A FAME reader recently gently suggested that I may be making a bit too much of the so-called 'revival of the saxophone' I've been touting for the last year or so. I understand the sentiment and sympathize with what generated the feeling but must confute it. Oddly enough, it was the corporate scam of punk rock that signaled rough seas for all music many years ago, especially for intelligent musics, and the outfall has been devastating despite the admittedly manic energy punk brought to things. Progrock took it in the rear, rock itself stepped 10 paces backwards, only now recovering in younger generations finally sorting it all out, and jazz was besieged and besmutted by 'smooth jazz' (actually bowdlerized 50s West Coast Cool and, out here in L.A., called 'Wave Jazz' after the mostly abominable The Wave radio station, 94.7), which turned the genius rebellion of jazz into mushy corporate pap backwash. I've been following things fairly closely and so haven't missed a whole lot, so when I hear voices like Joel Frahm's on this disc, the bridge between the 70s and the 00s is crossed, and thank the stars for that.
Frahm's the saxist in the Tom Dempsey / Tim Ferguson Quartet and for me the standout amid excellent competition. Dempsey's the guitarist in a beloved 50s/60s Wes/Grant/Pat/Herb vein while Ferguson's contrabass provides a rolling sea-tide of undulating rhythm as Eliot Zigmund, the drummer, lays down the most palpable baseline structures. The ensemble's seamlessly woven, but it's Frahm who pushes the envelope and in a highly melodic manner belying his engagingly non-threatening approach. Don't take me wrong, I love a saxist who can tear away that patina of urbanity often too pervasive in the genre, but a cat who can wed the picturesque with the deceptively inventive is someone not to be taken lightly.

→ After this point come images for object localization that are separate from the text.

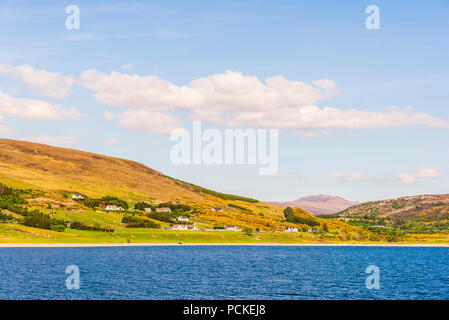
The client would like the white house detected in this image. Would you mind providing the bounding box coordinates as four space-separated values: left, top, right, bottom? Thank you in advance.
225 225 239 231
144 207 152 213
105 205 124 211
172 224 188 231
155 207 171 213
187 225 198 231
178 216 189 222
285 226 299 232
72 193 84 200
308 228 319 233
211 207 224 212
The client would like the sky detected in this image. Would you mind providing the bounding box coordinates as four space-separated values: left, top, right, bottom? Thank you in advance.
0 0 449 202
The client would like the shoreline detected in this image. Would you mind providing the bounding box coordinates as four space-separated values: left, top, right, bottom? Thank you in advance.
1 242 449 248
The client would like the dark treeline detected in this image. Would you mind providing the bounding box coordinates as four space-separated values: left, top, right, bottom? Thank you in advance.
70 221 114 232
73 195 129 210
283 207 320 227
122 215 160 228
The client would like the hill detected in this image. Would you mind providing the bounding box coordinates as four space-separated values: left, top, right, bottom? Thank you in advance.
269 194 359 215
328 194 449 236
0 138 369 243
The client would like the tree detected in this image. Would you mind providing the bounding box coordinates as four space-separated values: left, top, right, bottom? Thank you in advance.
321 223 329 233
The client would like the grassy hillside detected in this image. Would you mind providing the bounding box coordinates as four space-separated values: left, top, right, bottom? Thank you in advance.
325 194 449 237
1 138 446 244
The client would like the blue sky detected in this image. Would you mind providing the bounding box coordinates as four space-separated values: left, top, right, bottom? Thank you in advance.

Dempsey is likewise smooth and illustrative but just a bit too recessed and not quite as individuated within the set—or, I should say, not quite so much as Frahm is, but, Christ, do they work well together! I kinda hafta think Dempsey's as impressed with the saxist as I am and is ceding him ground, relegating himself more to a composite lead/accompanist role. It succeeds beautifully and is sound: the sax can never be a rhythm instrument except when subsumed within the winds/brass version of a backing vocal choir (Memphis Horns, etc.). The angular group-composed It's True readily proves this, but so do the rest of the cuts, from Randy Weston's opening Little Niles (great choice!) to Monk's closing Coming on the Hudson. I cannot cite a favorite groove 'cause I like 'em all, and this sure as hell is a very good way to kick off the jazz New Year. 2013 may very well be the period in which the mode finally stabilizes itself once more. I needn't elaborate the delicious promises that proffers.